Key lessons in management for developing countries
Good management seems like an obvious ingredient for better economic performance. Yet there are huge gaps between the best and worst firms and there are important lessons for countries looking to raise their game
From Basil Fawlty in the 1970s to David Brent more recently, the bad manager has long been an internationally acceptable figure of fun. Why is this so? Probably because everyone instinctively knows that good management leads to more successful firms.
Yes despite this, it is clear that how management is practised varies widely across the world and that closing the gap between the worst and best performers is a key ingredient to boosting economic growth.
As Professor Chris Woodruff, Research Director of the IGC Firms Programme, puts it: “Firms at different income levels differ in their management practices.”
Some of the clearest evidence has come from a project carried out by Professor John Van Reenen of the London School of Economics and Professor Nicholas Bloom of Stanford that studied management practices at 15,000 firms in 32 countries.
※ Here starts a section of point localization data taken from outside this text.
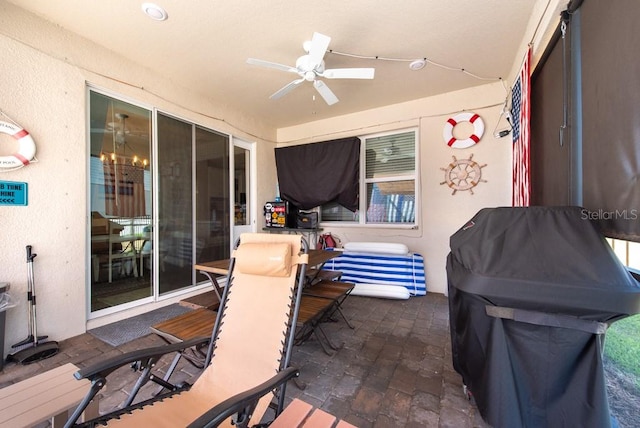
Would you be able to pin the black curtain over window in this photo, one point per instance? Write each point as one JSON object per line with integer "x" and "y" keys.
{"x": 310, "y": 175}
{"x": 611, "y": 115}
{"x": 590, "y": 82}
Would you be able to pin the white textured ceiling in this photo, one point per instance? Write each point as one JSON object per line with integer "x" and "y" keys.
{"x": 204, "y": 45}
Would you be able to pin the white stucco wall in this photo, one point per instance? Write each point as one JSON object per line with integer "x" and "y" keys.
{"x": 45, "y": 72}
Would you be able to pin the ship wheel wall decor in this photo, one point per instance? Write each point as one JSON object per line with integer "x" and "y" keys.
{"x": 463, "y": 174}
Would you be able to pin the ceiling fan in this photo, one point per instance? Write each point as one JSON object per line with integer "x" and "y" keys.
{"x": 310, "y": 67}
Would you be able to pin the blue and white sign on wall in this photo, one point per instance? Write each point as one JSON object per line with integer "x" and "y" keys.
{"x": 13, "y": 193}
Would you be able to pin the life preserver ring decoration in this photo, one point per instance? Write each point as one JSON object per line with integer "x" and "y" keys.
{"x": 26, "y": 150}
{"x": 478, "y": 130}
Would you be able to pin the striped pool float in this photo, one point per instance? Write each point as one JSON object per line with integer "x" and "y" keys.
{"x": 374, "y": 268}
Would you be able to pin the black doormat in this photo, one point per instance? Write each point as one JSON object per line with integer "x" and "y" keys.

It showed that there was a correlation between the countries with the best average management scores and those with the higher productivity levels and the greatest economic output per person.
However Van Reenen says what is even more fascinating is the huge differences within countries. For example in both India and the United States there are excellent performers but a long tail of poor managers.
He did a follow-up study in 28 garment firms in India that found that those that implemented a five-month programme run by Accenture achieved 20% higher productivity within just one year compared with those that did not benefit.
They key questions are how can companies eliminate the management deficiencies that are holding them back and what steps can policymakers apply in their own countries.
One finding that sheds some light on this is that multinational companies tend to outperform domestic companies – wherever they are operating. This would imply that skills are transferable and that countries with a weak management base should actively encourage foreign direct investment.
“Studies show that foreign investment is a way of improving quality on many dimensions but they do also bring in better management practices,” Van Reenen says. “So opening up not only leads to more investment but also to an improvement in management practices.”
Strong competition is also associated with better management – firms that reported having several rivals tended to score well. The lesson here is that governments should remove barriers to new entrants into markets from home and abroad, lower trade barriers, and establish a robust regime to police free competition and stamp out monopolies.
Failing family firms
A more worrying finding for developing countries is that family-owned firms where a member of the clan ran the business are the worst performers of all business types. Van Reenen believes this is simply because these firms are not looking to a wider potential talent pool.
He recommends family firms be encouraged to think about succession planning. However this may meet opposition in some countries. Louis Kasakende, Deputy Governor of the Bank of Uganda, says that trust is a key factor. “Family businesses have a fear of opening up because they believe they will dilute their ownership,” he said.
Finally there is clear evidence that firms with staff with higher average education levels – whether in the boardroom or the shop floor – outperform their rivals.
While the recommendations might be clear, applying them will be more tricky especially in developing countries. Faisal Farid, a Pakistani entrepreneur who has worked for PepsiCo and is now managing director of Maxim International, a dairy feed company, says applying these lessons will be challenging for small firms.
“How do you apply these concepts to 10- or 20-employee firms which in most developing firms provide 80% of the employment and 50 to 60% of GDP?” he asks. “You can’t use the same tools such as promotions.”
Van Reenen acknowledges that size does matter and that it is not practical to survey small firms. However he points out that the challenge is to ensure that as small and micro firms grow, they do not carry on with the traditional management practices and instead embrace the world-class standards that are most successful at helping medium and large companies grow.
“What we have to think about here is that when a firm gets to a certain size the way you manage it informally no longer works and you need to think about ways in which you change the management system,” he says. “It comes in at a certain firm size threshold and I think even at 20 or 30 employees some of these things are quite relevant.
Professor Ijaz Nabi, IGC Country Director for Pakistan, says there are also more imaginative ways of acquiring management skills. He points to examples in the garment industry where foreign firms that have given guarantees on the volume of production they would purchased have engaged with the suppliers to improve their management practices.
Van Reenen tells a story that sheds light on both the role of foreign investment and the issues that arise with family-owned firms. Nike wanted to improve the management practices at one of its Indian suppliers. When the CEO resisted the overtures, it came down to his own nephew, who worked for the firm, to persuade the family elders to open up to change. “There was incredible resistance and that is exactly the problem.”
It is easy to dismiss management as a fad. Fifteen years ago airports bookshelves groaned under the weight of books praising the management skills at Enron, the US energy trading company that failed spectacularly in 2001. But thanks to research by Van Reenen and colleagues it is clear there are important lessons governments, shareholders and managers themselves can learn if they want to improve their productivity.